Company seeks permission to freeze vessel into Milne Inlet

Hunters fear oil spill from Baffinland barge


Hunters from Pond Inlet are unhappy with Baffinland Iron Mines Corp.'s plans to freeze a barge holding millions of litres of fuel into the ice at Milne Inlet next year.

They fear the ice may crack and heave, then upset the barge and create an oil spill in waters frequented by Arctic char, narwhal, beluga and seal.

"That's one of the very, very big worries," said Jayko Alooloo, chair of the Mittamatalik Hunter and Trappers Association.

The company's plans still must be approved by regulators such as the Nunavut Impact Review Board and Transport Canada before it freezes fuel into Milne Inlet in 2009, in order to get an early start to construction in 2010 and effectively shave one year off the building schedule.

Baffinland is considering alternatives. The conventional solution would be to store fuel in enormous 10-million-litre metal fuel tanks.

Such tanks will eventually be necessary, in any event, if the company's plans go forward to build an iron mine at Mary River on north Baffin Island by 2014.

But these tanks are too big to be shipped ready-made to the site, says Baffinland's chief operating officer, Rod Cooper. They would need to be built, a process expected to take two months. And the company only has several months of ice-free weather in the summer to transport supplies. Another year may be lost.

Big metal fuel tanks are also currently in high demand, says company president Gord McCreary, due to work underway in Alberta's oil sands, creating waits as long as a year.

Another solution would be to build a fuel tank farm with collapsible rubber bladders – technology already in use at Baffinland's Milne Inlet camp, where the company has stored about seven million litres of diesel.

But regulators, such as Indian and Northern Affairs Canada, don't appear to like fuel bladders, said Cooper, so the company may be forced to switch to other technologies.

As for fuel barges, they're known to occasionally rupture. And, because they're frozen in ice, such spills easily go unnoticed.

Robert Eno, the Government of Nunavut's manager of pollution control, recalls this occurring off Iqaluit in 2000.

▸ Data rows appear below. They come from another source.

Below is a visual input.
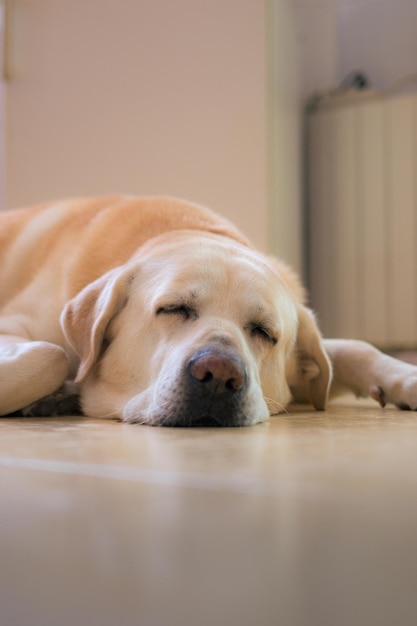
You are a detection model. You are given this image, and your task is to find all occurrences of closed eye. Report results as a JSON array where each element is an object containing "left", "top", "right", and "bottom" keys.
[
  {"left": 156, "top": 304, "right": 198, "bottom": 320},
  {"left": 249, "top": 324, "right": 278, "bottom": 346}
]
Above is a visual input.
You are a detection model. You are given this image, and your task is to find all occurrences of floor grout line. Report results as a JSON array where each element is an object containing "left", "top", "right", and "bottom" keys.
[{"left": 0, "top": 456, "right": 323, "bottom": 500}]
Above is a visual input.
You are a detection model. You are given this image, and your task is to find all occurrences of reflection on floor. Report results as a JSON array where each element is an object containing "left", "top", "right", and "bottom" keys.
[{"left": 0, "top": 401, "right": 417, "bottom": 626}]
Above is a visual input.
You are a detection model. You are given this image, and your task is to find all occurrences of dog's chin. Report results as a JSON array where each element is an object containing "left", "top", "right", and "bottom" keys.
[{"left": 154, "top": 415, "right": 252, "bottom": 428}]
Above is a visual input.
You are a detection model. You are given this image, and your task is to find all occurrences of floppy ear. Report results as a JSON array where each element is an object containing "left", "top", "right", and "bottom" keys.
[
  {"left": 61, "top": 268, "right": 133, "bottom": 383},
  {"left": 288, "top": 305, "right": 332, "bottom": 410}
]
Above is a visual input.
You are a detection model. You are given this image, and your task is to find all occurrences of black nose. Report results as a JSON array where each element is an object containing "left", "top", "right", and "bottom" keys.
[{"left": 187, "top": 348, "right": 247, "bottom": 395}]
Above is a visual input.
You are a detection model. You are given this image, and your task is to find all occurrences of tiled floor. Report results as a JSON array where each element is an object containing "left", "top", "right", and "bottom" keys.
[{"left": 0, "top": 401, "right": 417, "bottom": 626}]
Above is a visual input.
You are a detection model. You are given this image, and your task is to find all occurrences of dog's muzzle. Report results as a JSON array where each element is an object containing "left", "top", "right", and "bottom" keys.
[{"left": 167, "top": 346, "right": 248, "bottom": 426}]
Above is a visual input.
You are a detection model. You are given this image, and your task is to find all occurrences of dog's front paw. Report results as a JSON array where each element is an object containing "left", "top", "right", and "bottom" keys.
[{"left": 370, "top": 361, "right": 417, "bottom": 411}]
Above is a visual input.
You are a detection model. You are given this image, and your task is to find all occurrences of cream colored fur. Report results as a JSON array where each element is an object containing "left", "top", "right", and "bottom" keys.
[{"left": 0, "top": 196, "right": 417, "bottom": 425}]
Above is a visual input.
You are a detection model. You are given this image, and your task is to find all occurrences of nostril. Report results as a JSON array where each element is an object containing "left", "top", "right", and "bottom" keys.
[{"left": 200, "top": 372, "right": 213, "bottom": 383}]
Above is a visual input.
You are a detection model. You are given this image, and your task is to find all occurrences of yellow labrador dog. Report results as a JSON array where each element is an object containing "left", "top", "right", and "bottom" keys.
[{"left": 0, "top": 197, "right": 417, "bottom": 426}]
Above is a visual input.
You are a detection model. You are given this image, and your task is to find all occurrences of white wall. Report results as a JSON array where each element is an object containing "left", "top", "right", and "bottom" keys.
[{"left": 6, "top": 0, "right": 268, "bottom": 247}]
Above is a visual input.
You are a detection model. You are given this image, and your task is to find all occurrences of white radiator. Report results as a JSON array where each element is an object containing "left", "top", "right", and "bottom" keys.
[{"left": 308, "top": 94, "right": 417, "bottom": 348}]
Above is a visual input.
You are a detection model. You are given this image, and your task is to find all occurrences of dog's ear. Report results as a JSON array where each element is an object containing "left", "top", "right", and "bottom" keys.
[
  {"left": 61, "top": 268, "right": 133, "bottom": 382},
  {"left": 288, "top": 305, "right": 332, "bottom": 410}
]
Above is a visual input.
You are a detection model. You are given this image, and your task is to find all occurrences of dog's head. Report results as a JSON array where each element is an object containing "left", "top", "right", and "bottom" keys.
[{"left": 61, "top": 231, "right": 330, "bottom": 426}]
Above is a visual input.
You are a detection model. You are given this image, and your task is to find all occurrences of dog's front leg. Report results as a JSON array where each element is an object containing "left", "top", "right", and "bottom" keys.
[
  {"left": 0, "top": 335, "right": 69, "bottom": 415},
  {"left": 324, "top": 339, "right": 417, "bottom": 410}
]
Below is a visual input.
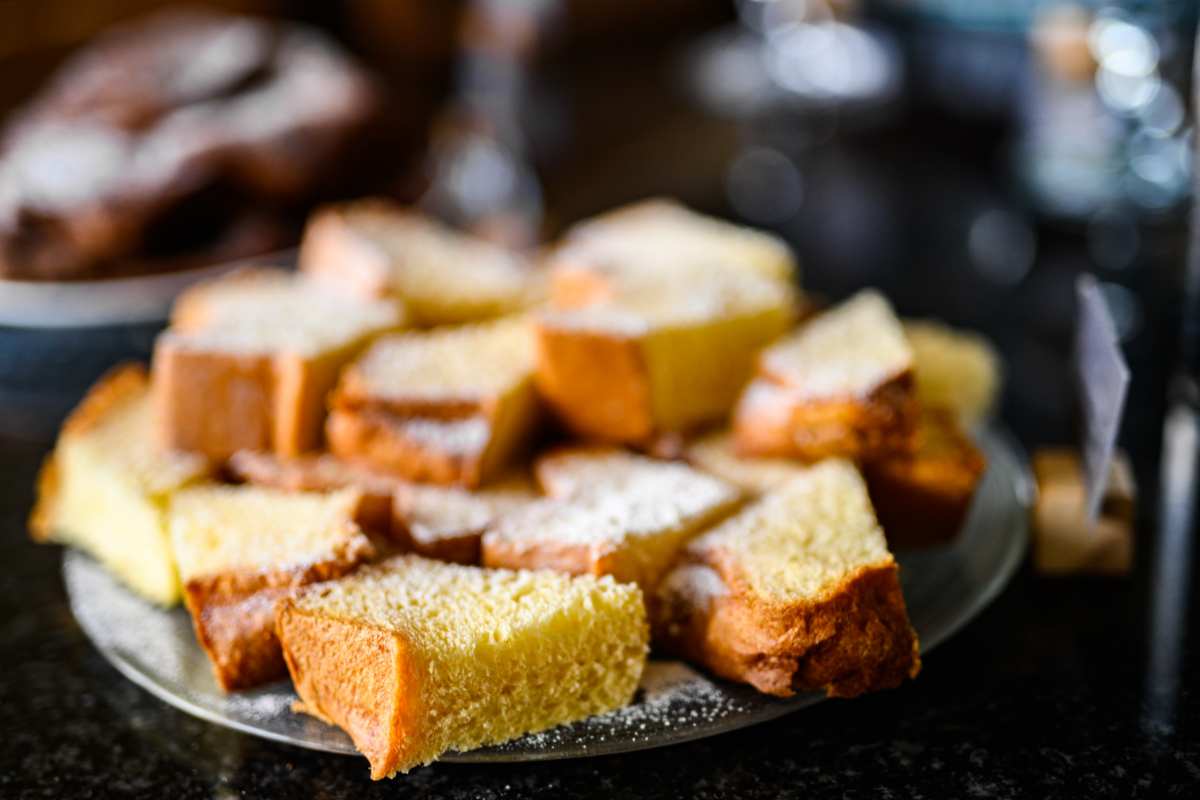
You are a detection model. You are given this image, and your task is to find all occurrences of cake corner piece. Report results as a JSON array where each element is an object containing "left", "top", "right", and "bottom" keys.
[{"left": 276, "top": 555, "right": 649, "bottom": 780}]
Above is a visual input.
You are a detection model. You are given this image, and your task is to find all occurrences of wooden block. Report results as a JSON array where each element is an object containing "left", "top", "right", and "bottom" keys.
[{"left": 1033, "top": 447, "right": 1136, "bottom": 575}]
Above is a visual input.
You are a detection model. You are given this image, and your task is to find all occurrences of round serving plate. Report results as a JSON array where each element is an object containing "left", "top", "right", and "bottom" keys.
[
  {"left": 62, "top": 429, "right": 1032, "bottom": 762},
  {"left": 0, "top": 251, "right": 295, "bottom": 329}
]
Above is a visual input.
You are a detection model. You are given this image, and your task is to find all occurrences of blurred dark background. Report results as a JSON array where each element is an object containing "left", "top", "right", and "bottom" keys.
[{"left": 0, "top": 0, "right": 1196, "bottom": 464}]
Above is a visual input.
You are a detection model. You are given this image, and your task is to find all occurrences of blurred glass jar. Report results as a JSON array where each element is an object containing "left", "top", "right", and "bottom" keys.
[{"left": 1016, "top": 0, "right": 1194, "bottom": 219}]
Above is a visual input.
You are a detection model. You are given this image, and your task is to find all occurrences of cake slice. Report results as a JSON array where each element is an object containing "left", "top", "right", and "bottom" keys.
[
  {"left": 684, "top": 431, "right": 808, "bottom": 495},
  {"left": 392, "top": 475, "right": 538, "bottom": 564},
  {"left": 538, "top": 267, "right": 796, "bottom": 446},
  {"left": 482, "top": 450, "right": 742, "bottom": 594},
  {"left": 326, "top": 318, "right": 538, "bottom": 487},
  {"left": 654, "top": 459, "right": 920, "bottom": 697},
  {"left": 863, "top": 409, "right": 986, "bottom": 548},
  {"left": 29, "top": 365, "right": 211, "bottom": 606},
  {"left": 277, "top": 555, "right": 648, "bottom": 780},
  {"left": 227, "top": 451, "right": 538, "bottom": 564},
  {"left": 300, "top": 200, "right": 542, "bottom": 325},
  {"left": 226, "top": 450, "right": 403, "bottom": 536},
  {"left": 904, "top": 319, "right": 1001, "bottom": 427},
  {"left": 154, "top": 269, "right": 403, "bottom": 459},
  {"left": 548, "top": 199, "right": 798, "bottom": 307},
  {"left": 169, "top": 486, "right": 374, "bottom": 691},
  {"left": 733, "top": 290, "right": 918, "bottom": 462}
]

Ice froze beneath the barge over the winter. Then, in the spring, the ice melted unevenly, causing the barge to tip to one side, allowing ice to cut through the hull.

Thankfully, Eno said, the Iqaluit spill was detected early, due to regular drilling in the ice to inspect the water beneath.

The spill could have been prevented if the company had used a double-hulled barge, Eno said.

It's too early for Baffinland to say what kind of boat or barge they will use, Cooper said.

Transport Canada is working on developing regulations that would require fuel barges to have double-hulled bottoms, but these rules aren't expected to come into force for another seven years.

The storage of fuel in barges is the biggest concern for hunters, Alooloo said, but it's not the only one.

They also worry that Baffinland's plans to build a 143-km railway, from the mine site at Mary River to Steensby Inlet, northeast of Igloolik, may scare caribou, which are presently scarce across northern Baffin Inlet, but are known to gather in great herds.

Alooloo said he and other hunters fear the constant bustle of trains up and down the railway may scare caribou away, so that they no longer cross from the mainland to Baffin Island.

He said he believes the diminished number of caribou in recent years may have to do with the constant arrival and departure of planes and helicopters at the Mary River site.

But even with these concerns, there's little full-scale opposition to the project among hunters, Alooloo said.

He just wants to ensure Baffinland takes every precaution it can to avoid harming the animals that Pond Inlet residents are accustomed to hunting.